A Blend of Magnificent Sustainable Architectural Design: An Overview of the King Abdullah Financial District; Potentials and Challenges; Riyadh Kingdom of Saudi Arabia
Why this work is in the frame
A frame that forgets how it found something cannot be audited. These are the routes that admitted this work.
Bibliographic record
Abstract
The research paper explores the impact of the construction of mega architectural projects on the surrounding area. The King Abdullah Financial District (KAFD), a magnificent and sustainable architectural masterpiece that consists of the largest cluster of high-rise buildings constructed in Saudi Arabia, with total of about 83 buildings that vary in heights and functions.
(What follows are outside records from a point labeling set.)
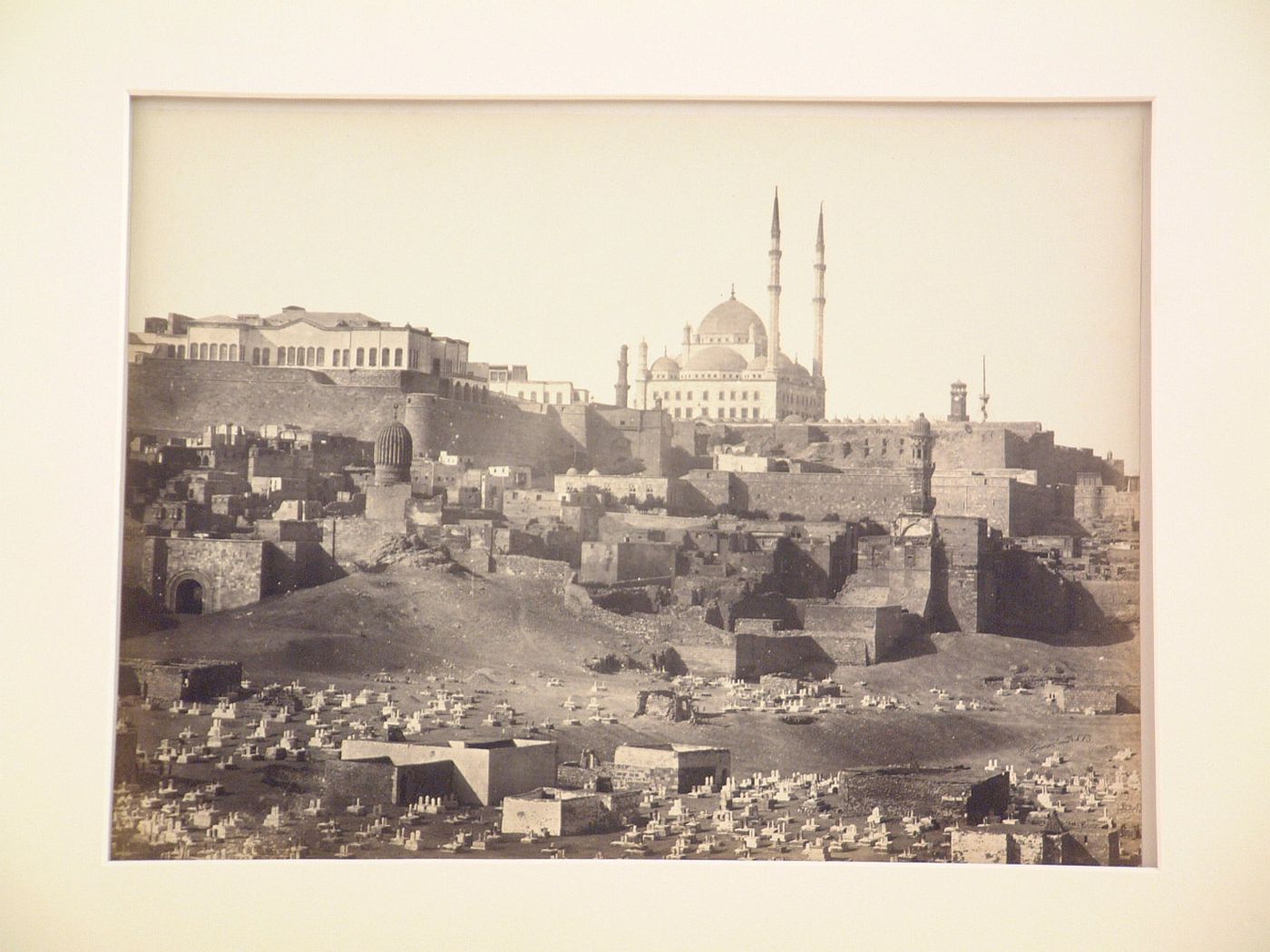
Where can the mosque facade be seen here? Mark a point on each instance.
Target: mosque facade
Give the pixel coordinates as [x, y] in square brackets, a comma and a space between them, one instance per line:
[732, 365]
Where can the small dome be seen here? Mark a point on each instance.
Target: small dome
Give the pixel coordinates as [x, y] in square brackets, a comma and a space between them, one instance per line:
[394, 447]
[715, 358]
[664, 364]
[736, 320]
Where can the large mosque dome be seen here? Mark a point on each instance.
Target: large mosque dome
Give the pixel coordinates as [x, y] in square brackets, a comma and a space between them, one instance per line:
[664, 364]
[715, 359]
[734, 320]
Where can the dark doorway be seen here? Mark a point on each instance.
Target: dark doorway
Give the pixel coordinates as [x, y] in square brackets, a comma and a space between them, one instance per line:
[188, 598]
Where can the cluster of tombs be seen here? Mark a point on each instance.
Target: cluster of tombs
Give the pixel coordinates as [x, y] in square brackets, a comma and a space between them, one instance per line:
[683, 796]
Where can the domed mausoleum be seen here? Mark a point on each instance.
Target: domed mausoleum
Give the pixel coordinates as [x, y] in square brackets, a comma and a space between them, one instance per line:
[393, 452]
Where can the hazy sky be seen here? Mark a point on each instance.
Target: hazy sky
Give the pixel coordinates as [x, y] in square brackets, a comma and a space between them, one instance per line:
[552, 234]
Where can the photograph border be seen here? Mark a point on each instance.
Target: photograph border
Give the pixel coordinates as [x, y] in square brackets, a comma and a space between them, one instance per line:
[1200, 101]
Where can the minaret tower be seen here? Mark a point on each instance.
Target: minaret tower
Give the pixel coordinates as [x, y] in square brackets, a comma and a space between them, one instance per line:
[818, 301]
[622, 389]
[643, 374]
[983, 393]
[920, 469]
[774, 287]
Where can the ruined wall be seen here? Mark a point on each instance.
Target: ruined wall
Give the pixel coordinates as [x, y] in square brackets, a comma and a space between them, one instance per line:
[347, 541]
[1031, 598]
[183, 396]
[854, 497]
[1098, 605]
[167, 396]
[491, 433]
[232, 573]
[615, 562]
[968, 568]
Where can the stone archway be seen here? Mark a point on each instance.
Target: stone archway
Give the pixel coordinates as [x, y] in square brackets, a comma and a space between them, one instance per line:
[188, 594]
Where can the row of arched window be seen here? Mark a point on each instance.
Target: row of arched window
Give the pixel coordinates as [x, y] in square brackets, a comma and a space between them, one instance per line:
[212, 352]
[456, 390]
[301, 355]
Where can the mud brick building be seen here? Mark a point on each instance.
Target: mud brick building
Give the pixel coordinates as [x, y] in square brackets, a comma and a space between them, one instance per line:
[177, 679]
[567, 812]
[478, 772]
[677, 767]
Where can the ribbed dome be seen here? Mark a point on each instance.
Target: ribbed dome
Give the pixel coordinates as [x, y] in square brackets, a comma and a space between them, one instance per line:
[394, 447]
[715, 358]
[734, 319]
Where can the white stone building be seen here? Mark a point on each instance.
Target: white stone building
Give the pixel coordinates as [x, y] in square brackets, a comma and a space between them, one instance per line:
[732, 367]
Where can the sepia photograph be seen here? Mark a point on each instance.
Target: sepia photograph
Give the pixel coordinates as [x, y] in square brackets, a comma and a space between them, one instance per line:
[808, 442]
[634, 480]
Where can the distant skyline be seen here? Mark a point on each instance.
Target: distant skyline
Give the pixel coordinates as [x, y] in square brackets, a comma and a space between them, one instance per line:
[550, 234]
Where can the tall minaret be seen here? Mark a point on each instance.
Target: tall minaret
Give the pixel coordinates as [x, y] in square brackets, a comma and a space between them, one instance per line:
[818, 301]
[983, 393]
[622, 389]
[774, 287]
[643, 374]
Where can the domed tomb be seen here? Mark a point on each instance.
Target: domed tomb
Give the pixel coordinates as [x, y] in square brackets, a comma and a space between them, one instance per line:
[393, 452]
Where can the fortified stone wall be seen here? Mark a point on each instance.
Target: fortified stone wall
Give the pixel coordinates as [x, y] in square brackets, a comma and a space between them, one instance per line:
[232, 573]
[812, 656]
[174, 396]
[491, 433]
[181, 397]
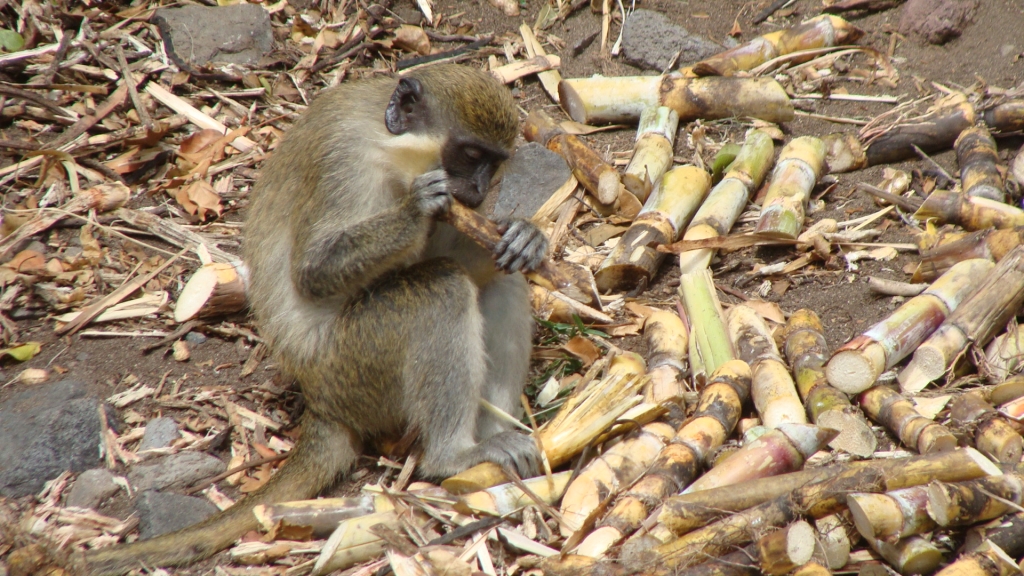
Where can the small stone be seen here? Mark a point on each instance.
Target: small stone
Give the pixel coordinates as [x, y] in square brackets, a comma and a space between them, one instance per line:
[161, 513]
[91, 488]
[160, 433]
[650, 41]
[175, 470]
[530, 177]
[45, 430]
[196, 36]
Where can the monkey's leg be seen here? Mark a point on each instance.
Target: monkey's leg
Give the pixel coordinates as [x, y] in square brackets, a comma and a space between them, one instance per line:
[322, 454]
[508, 334]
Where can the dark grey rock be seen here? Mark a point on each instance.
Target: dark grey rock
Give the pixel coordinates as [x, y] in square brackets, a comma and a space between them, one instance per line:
[161, 513]
[91, 488]
[160, 433]
[530, 176]
[45, 430]
[650, 40]
[174, 470]
[199, 35]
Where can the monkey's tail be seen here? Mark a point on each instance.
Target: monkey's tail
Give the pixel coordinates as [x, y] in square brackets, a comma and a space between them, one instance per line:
[320, 457]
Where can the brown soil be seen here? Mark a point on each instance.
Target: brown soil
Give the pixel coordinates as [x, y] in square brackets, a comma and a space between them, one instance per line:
[989, 51]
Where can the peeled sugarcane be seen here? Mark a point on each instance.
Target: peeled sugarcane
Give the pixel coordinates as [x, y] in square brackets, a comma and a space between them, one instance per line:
[856, 365]
[652, 154]
[806, 350]
[681, 515]
[964, 503]
[972, 212]
[617, 467]
[993, 437]
[1007, 117]
[896, 413]
[634, 260]
[727, 200]
[772, 387]
[798, 168]
[592, 409]
[988, 560]
[778, 451]
[979, 164]
[820, 32]
[718, 411]
[989, 244]
[599, 177]
[668, 342]
[975, 322]
[710, 343]
[891, 516]
[936, 130]
[602, 99]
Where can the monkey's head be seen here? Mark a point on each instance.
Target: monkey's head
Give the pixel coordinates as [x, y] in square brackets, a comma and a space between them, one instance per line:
[472, 114]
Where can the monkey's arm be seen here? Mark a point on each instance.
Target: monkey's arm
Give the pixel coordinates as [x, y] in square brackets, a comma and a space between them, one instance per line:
[339, 261]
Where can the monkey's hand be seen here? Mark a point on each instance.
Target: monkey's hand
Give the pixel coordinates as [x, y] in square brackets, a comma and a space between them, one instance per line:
[431, 193]
[522, 247]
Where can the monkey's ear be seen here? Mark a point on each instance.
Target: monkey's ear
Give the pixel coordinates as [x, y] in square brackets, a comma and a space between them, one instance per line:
[403, 109]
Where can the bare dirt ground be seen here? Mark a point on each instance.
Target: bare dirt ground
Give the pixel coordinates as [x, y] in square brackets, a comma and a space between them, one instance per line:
[989, 53]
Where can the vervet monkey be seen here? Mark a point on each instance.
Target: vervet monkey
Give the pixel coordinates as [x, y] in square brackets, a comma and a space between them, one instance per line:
[391, 322]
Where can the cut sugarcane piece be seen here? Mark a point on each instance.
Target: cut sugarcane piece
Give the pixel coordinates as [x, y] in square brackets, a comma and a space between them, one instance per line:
[976, 321]
[680, 461]
[773, 391]
[683, 513]
[891, 516]
[599, 177]
[979, 164]
[820, 32]
[601, 99]
[781, 450]
[214, 289]
[507, 498]
[728, 199]
[710, 344]
[806, 350]
[652, 154]
[896, 413]
[1007, 117]
[634, 260]
[964, 503]
[910, 556]
[988, 560]
[668, 342]
[797, 170]
[972, 212]
[855, 366]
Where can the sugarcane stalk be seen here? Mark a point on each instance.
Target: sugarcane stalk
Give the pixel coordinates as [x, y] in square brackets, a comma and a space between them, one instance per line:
[778, 451]
[634, 260]
[710, 344]
[979, 164]
[727, 200]
[964, 503]
[972, 212]
[892, 516]
[806, 350]
[602, 99]
[798, 168]
[820, 32]
[856, 365]
[652, 153]
[599, 177]
[773, 391]
[976, 321]
[718, 411]
[896, 413]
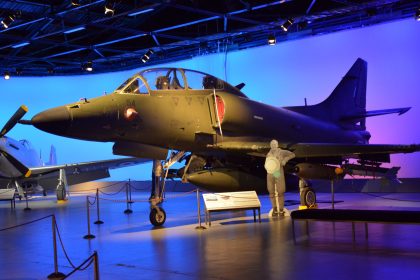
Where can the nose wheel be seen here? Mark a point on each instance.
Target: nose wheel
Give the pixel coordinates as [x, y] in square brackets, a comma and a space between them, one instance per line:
[157, 216]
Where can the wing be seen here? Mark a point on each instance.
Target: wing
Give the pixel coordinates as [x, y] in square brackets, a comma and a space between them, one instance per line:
[85, 167]
[319, 150]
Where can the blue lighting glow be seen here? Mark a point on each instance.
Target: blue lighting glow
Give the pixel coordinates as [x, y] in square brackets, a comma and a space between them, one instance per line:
[280, 75]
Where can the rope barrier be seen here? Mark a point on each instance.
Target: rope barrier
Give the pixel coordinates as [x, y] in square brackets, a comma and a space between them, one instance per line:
[6, 191]
[120, 190]
[27, 223]
[88, 263]
[89, 190]
[91, 203]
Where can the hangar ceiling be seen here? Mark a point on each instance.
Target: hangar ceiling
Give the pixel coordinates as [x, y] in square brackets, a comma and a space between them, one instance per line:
[52, 37]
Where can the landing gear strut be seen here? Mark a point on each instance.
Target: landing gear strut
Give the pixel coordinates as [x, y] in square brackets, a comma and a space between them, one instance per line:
[61, 190]
[307, 195]
[308, 198]
[157, 216]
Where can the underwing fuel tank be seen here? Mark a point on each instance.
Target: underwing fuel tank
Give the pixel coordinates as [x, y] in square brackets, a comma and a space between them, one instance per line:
[226, 180]
[318, 171]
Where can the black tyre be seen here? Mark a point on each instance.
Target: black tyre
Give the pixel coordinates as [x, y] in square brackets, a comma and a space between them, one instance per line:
[157, 218]
[309, 197]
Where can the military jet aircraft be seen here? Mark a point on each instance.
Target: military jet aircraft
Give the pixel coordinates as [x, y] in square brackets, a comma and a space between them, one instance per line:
[227, 133]
[22, 168]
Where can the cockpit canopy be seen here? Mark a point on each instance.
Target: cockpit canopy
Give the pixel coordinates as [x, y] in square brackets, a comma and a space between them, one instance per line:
[173, 79]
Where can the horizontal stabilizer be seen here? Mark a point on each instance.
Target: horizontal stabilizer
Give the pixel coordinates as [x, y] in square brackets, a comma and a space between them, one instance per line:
[373, 113]
[240, 86]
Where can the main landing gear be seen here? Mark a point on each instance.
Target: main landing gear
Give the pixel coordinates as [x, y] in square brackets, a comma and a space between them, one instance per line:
[157, 215]
[307, 196]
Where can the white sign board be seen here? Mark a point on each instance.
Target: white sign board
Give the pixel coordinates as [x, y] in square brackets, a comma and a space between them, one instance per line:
[231, 200]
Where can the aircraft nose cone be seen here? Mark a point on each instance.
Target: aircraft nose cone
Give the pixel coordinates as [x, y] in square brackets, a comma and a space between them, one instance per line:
[55, 120]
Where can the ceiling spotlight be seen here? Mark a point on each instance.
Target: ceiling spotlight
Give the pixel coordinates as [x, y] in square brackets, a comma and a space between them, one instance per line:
[271, 40]
[147, 56]
[88, 66]
[7, 21]
[285, 26]
[110, 7]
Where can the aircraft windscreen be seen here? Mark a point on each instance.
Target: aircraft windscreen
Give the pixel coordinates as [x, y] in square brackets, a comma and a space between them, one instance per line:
[133, 86]
[26, 144]
[164, 79]
[198, 80]
[124, 84]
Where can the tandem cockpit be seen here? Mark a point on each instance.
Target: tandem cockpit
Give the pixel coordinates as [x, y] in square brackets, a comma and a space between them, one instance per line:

The paper points out an overview of the KAFD project’s and will elaborate on the potentials and future challenges on the surrounding transportation system and the social context. numerous visits to the project site, aerial and current project images, provided insight into three anticipated challenges of the project; mainly the anticipated traffic that will generate on the surrounding transportation system, accesses that may improve the anticipated traffic congestion on the surrounding system and the impact of the project on the social context. The research paper has concluded that the KAFD project will impact the surrounding highway corridors and has developed several alternative solutions to mitigate the adverse impact of the project to further improve the local transportation system. The researchers also believe that this megaproject has a great potential of providing significant benefits to the public. The researchers strongly support this magnificent architectural masterpiece will certainly benefit the local and national economy. The researchers referred to other enhancements that may include continued improvements of the project area signage and bikeways (where appropriate) to encourage pedestrians and help reduce anticipated traffic.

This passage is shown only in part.